ハローワーク その5

(2009年12月26日、一部追加しました。)

ハローワーク その4」の続きです。

「福祉行政を実質的に所管している地方自治体が、働けるものは職業紹介・職業訓練へ、働けないものは生活保護へという、総合的な行政を担うべきだという考え方が強まっている。このためさまざまな地方自治体の行政と一体的な雇用対策をおこなうためにも、公共職業安定所の機能を都道府県に移管する」のがいいという意見があります。

変な意見です。まず、現在、「福祉行政を実質的に所管している地方自治体」とは市、東京都の特別区です。都道府県が実質的に担当しているのは、町村部だけです。
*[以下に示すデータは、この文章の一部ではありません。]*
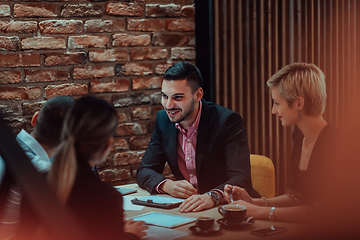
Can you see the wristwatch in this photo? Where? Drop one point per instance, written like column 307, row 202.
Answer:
column 215, row 197
column 271, row 214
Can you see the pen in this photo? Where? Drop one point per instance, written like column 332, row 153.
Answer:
column 230, row 193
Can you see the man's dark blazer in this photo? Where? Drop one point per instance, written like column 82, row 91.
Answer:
column 222, row 151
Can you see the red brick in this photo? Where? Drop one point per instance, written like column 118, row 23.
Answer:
column 114, row 174
column 179, row 25
column 154, row 110
column 146, row 83
column 149, row 54
column 183, row 53
column 17, row 124
column 108, row 55
column 43, row 43
column 4, row 10
column 85, row 41
column 9, row 43
column 169, row 39
column 161, row 68
column 168, row 10
column 120, row 144
column 99, row 25
column 13, row 109
column 126, row 158
column 8, row 77
column 130, row 99
column 141, row 113
column 145, row 25
column 53, row 59
column 126, row 129
column 81, row 10
column 90, row 72
column 123, row 117
column 61, row 26
column 192, row 39
column 188, row 11
column 18, row 26
column 19, row 93
column 69, row 89
column 139, row 142
column 125, row 9
column 113, row 86
column 19, row 60
column 139, row 69
column 31, row 108
column 35, row 10
column 46, row 75
column 126, row 40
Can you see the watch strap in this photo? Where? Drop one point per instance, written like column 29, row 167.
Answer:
column 271, row 214
column 215, row 197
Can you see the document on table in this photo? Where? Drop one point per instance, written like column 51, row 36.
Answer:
column 160, row 199
column 128, row 205
column 159, row 233
column 163, row 220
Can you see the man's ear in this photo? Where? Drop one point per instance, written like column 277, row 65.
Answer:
column 300, row 102
column 199, row 94
column 34, row 118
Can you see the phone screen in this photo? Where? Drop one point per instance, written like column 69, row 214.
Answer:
column 268, row 231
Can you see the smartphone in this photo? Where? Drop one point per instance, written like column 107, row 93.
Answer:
column 268, row 231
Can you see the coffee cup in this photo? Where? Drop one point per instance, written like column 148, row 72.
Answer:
column 205, row 222
column 233, row 213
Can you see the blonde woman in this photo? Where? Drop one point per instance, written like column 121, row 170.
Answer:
column 299, row 95
column 87, row 139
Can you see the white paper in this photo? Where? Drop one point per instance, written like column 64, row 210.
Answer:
column 128, row 205
column 163, row 220
column 161, row 199
column 159, row 233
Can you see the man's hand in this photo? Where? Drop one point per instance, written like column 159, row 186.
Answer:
column 196, row 203
column 237, row 193
column 179, row 189
column 135, row 227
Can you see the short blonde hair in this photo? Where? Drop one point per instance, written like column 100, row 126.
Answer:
column 304, row 80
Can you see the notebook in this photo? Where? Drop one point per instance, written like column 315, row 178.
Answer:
column 163, row 220
column 125, row 191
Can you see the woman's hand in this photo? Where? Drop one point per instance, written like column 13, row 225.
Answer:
column 252, row 210
column 237, row 194
column 135, row 227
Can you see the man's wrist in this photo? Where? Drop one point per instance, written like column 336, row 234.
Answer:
column 215, row 196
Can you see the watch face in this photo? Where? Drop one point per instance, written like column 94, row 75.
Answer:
column 215, row 195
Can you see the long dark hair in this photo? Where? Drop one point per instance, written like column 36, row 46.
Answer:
column 88, row 126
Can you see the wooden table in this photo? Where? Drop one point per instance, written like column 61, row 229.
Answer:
column 295, row 231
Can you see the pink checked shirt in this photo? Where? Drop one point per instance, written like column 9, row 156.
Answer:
column 186, row 151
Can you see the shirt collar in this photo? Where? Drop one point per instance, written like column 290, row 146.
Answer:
column 31, row 142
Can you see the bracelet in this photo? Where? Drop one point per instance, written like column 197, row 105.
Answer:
column 266, row 201
column 271, row 214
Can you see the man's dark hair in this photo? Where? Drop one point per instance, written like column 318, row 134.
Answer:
column 50, row 120
column 185, row 71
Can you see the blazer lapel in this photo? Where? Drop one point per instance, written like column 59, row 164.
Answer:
column 203, row 133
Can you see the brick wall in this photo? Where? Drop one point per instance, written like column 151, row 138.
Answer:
column 116, row 50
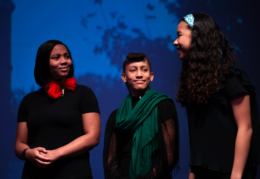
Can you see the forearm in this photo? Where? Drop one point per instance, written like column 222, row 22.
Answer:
column 78, row 146
column 242, row 147
column 19, row 148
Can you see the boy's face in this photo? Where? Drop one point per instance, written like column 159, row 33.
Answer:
column 137, row 75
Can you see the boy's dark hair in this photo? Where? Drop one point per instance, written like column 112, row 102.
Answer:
column 136, row 57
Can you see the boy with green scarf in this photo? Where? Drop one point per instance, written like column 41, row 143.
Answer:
column 141, row 139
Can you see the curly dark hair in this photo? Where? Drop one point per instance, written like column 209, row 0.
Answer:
column 210, row 52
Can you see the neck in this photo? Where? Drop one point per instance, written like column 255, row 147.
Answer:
column 60, row 82
column 138, row 92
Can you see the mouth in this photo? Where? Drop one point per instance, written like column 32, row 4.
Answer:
column 64, row 69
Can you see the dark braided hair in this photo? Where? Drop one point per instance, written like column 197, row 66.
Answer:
column 210, row 51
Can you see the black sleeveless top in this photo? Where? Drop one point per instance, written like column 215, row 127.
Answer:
column 212, row 127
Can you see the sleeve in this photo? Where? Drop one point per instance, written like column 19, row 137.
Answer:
column 89, row 101
column 22, row 112
column 167, row 157
column 110, row 151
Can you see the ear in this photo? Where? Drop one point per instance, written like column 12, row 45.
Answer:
column 123, row 76
column 151, row 76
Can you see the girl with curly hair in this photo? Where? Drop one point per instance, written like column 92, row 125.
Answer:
column 220, row 102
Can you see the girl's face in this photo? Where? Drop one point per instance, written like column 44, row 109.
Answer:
column 183, row 41
column 60, row 62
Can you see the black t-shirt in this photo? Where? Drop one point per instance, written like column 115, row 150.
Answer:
column 53, row 123
column 212, row 127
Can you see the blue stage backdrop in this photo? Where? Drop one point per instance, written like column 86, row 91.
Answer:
column 99, row 34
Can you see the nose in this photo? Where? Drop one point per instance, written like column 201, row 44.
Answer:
column 175, row 43
column 63, row 60
column 139, row 74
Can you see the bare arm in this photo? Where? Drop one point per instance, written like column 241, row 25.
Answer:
column 242, row 115
column 33, row 155
column 84, row 143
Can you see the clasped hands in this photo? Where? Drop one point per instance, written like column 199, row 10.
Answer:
column 41, row 157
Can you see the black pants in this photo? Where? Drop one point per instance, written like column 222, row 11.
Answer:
column 202, row 173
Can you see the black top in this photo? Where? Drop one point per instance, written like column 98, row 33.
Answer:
column 212, row 127
column 53, row 123
column 118, row 146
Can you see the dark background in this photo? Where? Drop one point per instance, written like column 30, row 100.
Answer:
column 99, row 34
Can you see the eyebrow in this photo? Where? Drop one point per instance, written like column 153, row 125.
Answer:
column 67, row 53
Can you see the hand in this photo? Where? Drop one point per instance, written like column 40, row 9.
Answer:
column 53, row 155
column 35, row 157
column 235, row 176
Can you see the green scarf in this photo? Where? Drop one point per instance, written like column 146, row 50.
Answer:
column 143, row 120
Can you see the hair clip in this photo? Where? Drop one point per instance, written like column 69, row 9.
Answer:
column 189, row 19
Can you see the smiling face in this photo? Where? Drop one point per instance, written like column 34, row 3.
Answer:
column 60, row 62
column 183, row 41
column 137, row 75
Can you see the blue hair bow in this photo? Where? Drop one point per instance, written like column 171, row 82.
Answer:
column 189, row 19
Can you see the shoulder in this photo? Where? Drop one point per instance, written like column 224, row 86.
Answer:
column 166, row 104
column 83, row 88
column 235, row 81
column 32, row 96
column 113, row 114
column 111, row 120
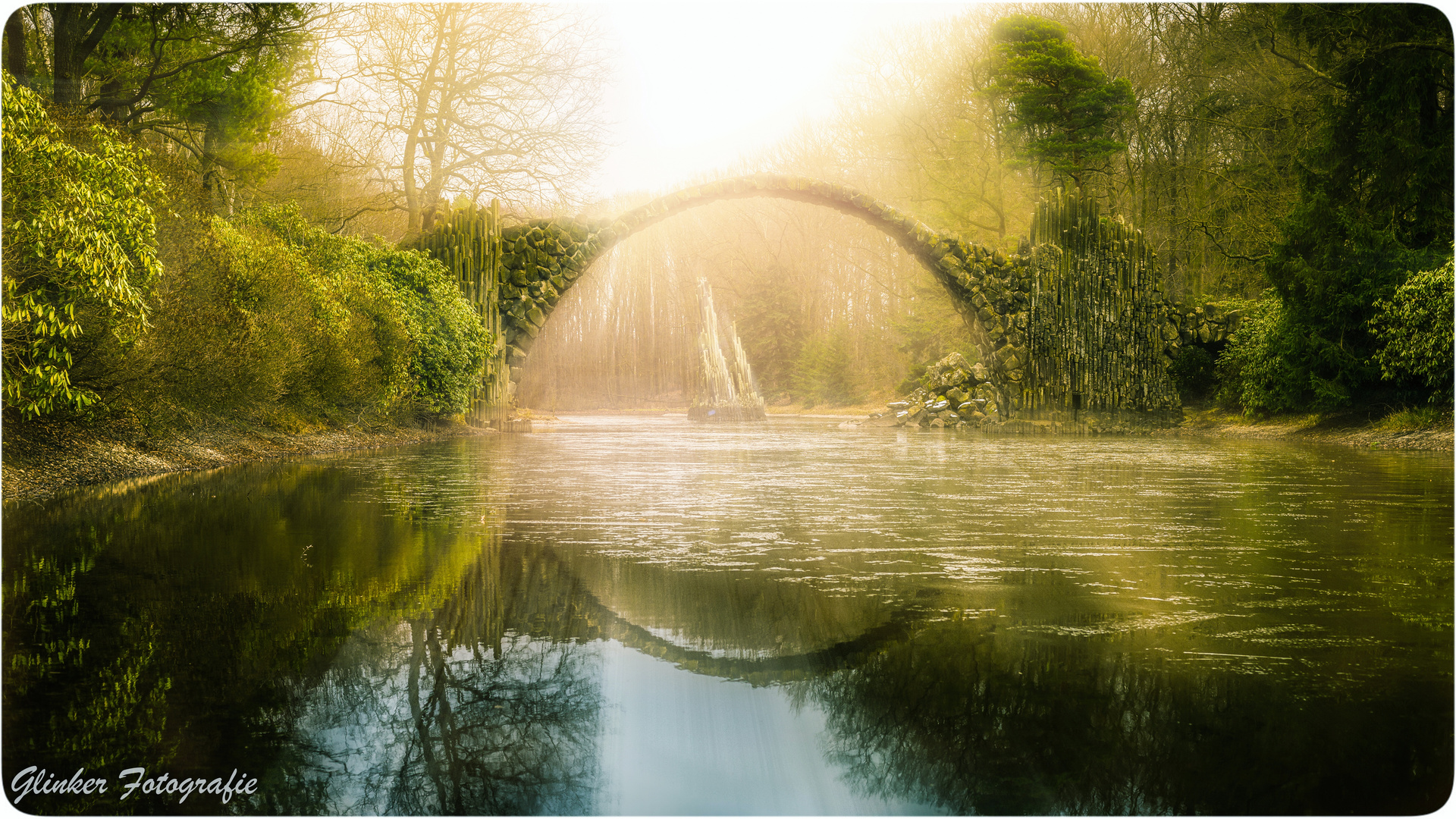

つまり、この提案は「公共職業安定所の機能を福祉行政を実質的に所管していない都道府県に移管する」ことにより、福祉行政と職業紹介行政からなる「総合的な行政」をおこなわせようとするものです。どう考えるとこういう提案が出てくるのでしょうか?

さらに、深刻な問題があります。公共職業安定所地方自治体に移管した時、果たして地方自治体はその運営に力を注ぐのでしょうか?「総合行政の非効率-選択肢があるばかりに-」で紹介したように、全体としてみれば、地方自治体は福祉行政に必要な人材の養成、確保に十分な成功を収めているとは言えないようです。(福祉事務所のみなさん、間違っていたらすいません。また、みなさんを批判するつもりはありません。あくまでシステムを問題にしているだけです。)

私は経済学を学んだので、経済学的な思考をしてしまいます。ミクロ経済学では、主体は自分にとって良いもののの基準をもっていて、この基準に従って、可能な範囲から自分にとって最も良いものを選ぶと考えます。

家計であれば、それぞれ自分の好み(選好)を持っていて、どれだけのものを買えるか(予算制約)を考え、買える範囲で最も好みに合った買い物をします。企業であれば利潤を最大にしたいという目的を持っていて、生産の技術的条件や価格を考えて、利潤が最大となるような生産を行います。

地方自治体も何ら変わることはないはずです。地方自治体の場合、選挙で選ばれた知事や市町村長、同じく選挙で選ばれた議員、公務員、住民のバランスの中で選択の基準が決まるという特殊性はあるでしょう。予算の制約があるのは家計と変わるところがありません。国の制約を受けることなく自治体の判断で予算が使えるとき、自治体は何らかの選択をします。

その中でハローワークに現在以上の力を注ぐかどうかは、全く分かりません。よく、おかしなことをしたら選挙に落ちるからおかしなことは起こらないと主張されます。しかし、限られた予算の中での選択である限り、ハローワークには力を入れずに企業誘致に全力を注ぐ、あるいはオリンピックの誘致を進める、公営病院の運営に力を入れる、ごみ焼却場の建設を進めるなどの選択もあり得るのです。

残念なことに、地方分権改革推進委員会の議論では、地方自治体がどのような選好を持っているか、実証的な検討が行われませんでした。

私はすべての地方自治体がハローワークに力を入れるとは思えません。ハローワークナショナルミニマムとして必要なら地方自治体の自由に任せることはできないでしょう。また、全国的なネットワークに穴があいては困るなら、困ると思いますが、やはり、地方自治体にまかせせるべきではありません。

なお、地方自治体がハローワークの業務をおこなうには財源が必要です。財源も一緒に移すなら、政府のコストが減った文地方自治体に財源を渡さなければなりません。この案でも「労働基準監督等への業務の移動を積極的に進める」財源が出てくるとは思えません。